This is where the report's most uncomfortable number lands. Only 28% of respondents report streamlining developer workflows through a single AI management point. The other 72% are operating distributed inference without a single point of control. Inference has become business-critical, and most enterprises run it across fragmented control surfaces.

A new level of complexity for enterprises

What does this mean for digital leaders? It means the next wave of competitive advantage is operational, not algorithmic.

The use cases are concrete and already in production. Financial services firms running real-time fraud detection. Healthcare organizations accelerating diagnosis. Manufacturers forecasting equipment failures before they occur. In each case, the model itself is not the differentiator. Most competitors can access similar models. The differentiator is the ability to run those models reliably, at the right latency, under the right governance, at a cost the business can absorb.

Which reframes the question every enterprise architecture team should be asking. The question is not, "Which model should we adopt?" It is, "How do we operate a distributed fleet of models with consistent security, reliability, and cost control across cloud, on-premises, and edge?"

The answer is not bigger models. It is better operations. Reduced latency. Agile scaling. End-to-end visibility. Strategic control over data, identity, and cost. Operational discipline applied to a workload that, until eighteen months ago, most teams had never run in production.

A unified platform for multi-model AI inference

As enterprises adopt multi-model inference, the resulting complexity will shape the outcome of their AI investments more than any single decision they make about models themselves.

Organizations that fail to consolidate the disparate tools running across their inference fleet expose themselves to compounding security, reliability, and cost risk. IDC's FutureScape 2026: Worldwide Agentic Artificial Intelligence report projects that “by 2027, companies that fail to establish high-quality, AI-ready data foundations will suffer a 15% productivity loss as generative and agentic systems falter.” That is not a small number. It is the cost of fragmentation, paid quarterly.

Companies that take the opposite path get the opposite result. By integrating delivery, security, and AI governance into a single operational model, they gain something that compounds in their favor: real-time visibility across distributed inference, control over cost and risk, and the ability to say yes to the next AI use case without inheriting another tooling stack.

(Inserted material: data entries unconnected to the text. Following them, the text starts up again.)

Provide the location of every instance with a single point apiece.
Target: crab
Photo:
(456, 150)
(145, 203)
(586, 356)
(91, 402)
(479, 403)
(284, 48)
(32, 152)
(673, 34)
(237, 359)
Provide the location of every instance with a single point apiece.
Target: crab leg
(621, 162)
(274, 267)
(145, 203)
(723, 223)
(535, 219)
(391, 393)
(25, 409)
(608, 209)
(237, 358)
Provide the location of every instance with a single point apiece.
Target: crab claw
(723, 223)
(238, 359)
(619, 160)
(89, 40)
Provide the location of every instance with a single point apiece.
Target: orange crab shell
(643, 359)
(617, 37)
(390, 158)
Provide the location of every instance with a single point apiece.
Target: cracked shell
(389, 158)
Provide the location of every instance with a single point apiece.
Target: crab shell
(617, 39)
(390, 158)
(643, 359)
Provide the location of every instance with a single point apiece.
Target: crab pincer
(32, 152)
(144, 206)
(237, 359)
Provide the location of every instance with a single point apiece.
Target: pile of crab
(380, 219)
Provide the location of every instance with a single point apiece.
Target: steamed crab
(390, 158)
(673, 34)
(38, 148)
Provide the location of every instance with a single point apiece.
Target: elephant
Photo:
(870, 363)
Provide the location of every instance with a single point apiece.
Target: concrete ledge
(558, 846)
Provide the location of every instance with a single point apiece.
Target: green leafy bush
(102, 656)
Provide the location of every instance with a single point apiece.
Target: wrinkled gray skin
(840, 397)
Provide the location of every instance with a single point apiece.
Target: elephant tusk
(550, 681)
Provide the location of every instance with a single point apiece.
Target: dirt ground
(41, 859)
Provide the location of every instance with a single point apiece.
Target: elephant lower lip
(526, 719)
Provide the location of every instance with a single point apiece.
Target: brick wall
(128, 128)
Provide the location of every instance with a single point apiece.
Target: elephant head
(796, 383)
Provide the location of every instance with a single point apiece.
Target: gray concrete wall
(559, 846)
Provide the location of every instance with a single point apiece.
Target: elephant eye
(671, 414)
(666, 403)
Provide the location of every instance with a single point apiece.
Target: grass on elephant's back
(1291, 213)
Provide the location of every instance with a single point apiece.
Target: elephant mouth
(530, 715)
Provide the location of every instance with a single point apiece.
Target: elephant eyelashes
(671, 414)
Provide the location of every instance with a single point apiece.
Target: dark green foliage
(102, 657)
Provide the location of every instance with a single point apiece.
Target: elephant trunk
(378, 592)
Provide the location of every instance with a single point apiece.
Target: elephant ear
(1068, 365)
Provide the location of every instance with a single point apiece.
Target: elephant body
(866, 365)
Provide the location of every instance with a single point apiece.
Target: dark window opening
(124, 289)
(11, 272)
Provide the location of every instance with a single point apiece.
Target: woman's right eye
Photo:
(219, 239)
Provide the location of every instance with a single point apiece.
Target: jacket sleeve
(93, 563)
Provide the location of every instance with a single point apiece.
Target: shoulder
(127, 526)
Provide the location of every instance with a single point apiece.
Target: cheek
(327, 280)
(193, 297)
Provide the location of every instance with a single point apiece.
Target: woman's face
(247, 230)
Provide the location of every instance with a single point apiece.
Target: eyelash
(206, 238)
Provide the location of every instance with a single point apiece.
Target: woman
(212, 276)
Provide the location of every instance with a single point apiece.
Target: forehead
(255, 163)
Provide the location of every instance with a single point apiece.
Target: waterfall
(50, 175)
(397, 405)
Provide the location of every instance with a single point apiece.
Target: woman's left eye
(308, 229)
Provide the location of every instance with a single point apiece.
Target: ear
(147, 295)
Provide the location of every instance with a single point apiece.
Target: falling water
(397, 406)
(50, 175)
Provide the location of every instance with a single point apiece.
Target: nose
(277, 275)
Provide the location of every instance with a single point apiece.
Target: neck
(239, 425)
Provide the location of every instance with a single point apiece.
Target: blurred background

The lesson from hybrid multicloud applies directly. Converged services are what made hybrid manageable at scale. The same will be true for multi-model AI inference. The companies that figure this out in the next 12 to 18 months will hold a structural advantage that is difficult to copy after the fact.

To go deeper, explore the F5 Application Delivery and Security Platform, built exactly for this problem. For the full data behind these findings, download your copy of the 2026 State of Application Strategy Report.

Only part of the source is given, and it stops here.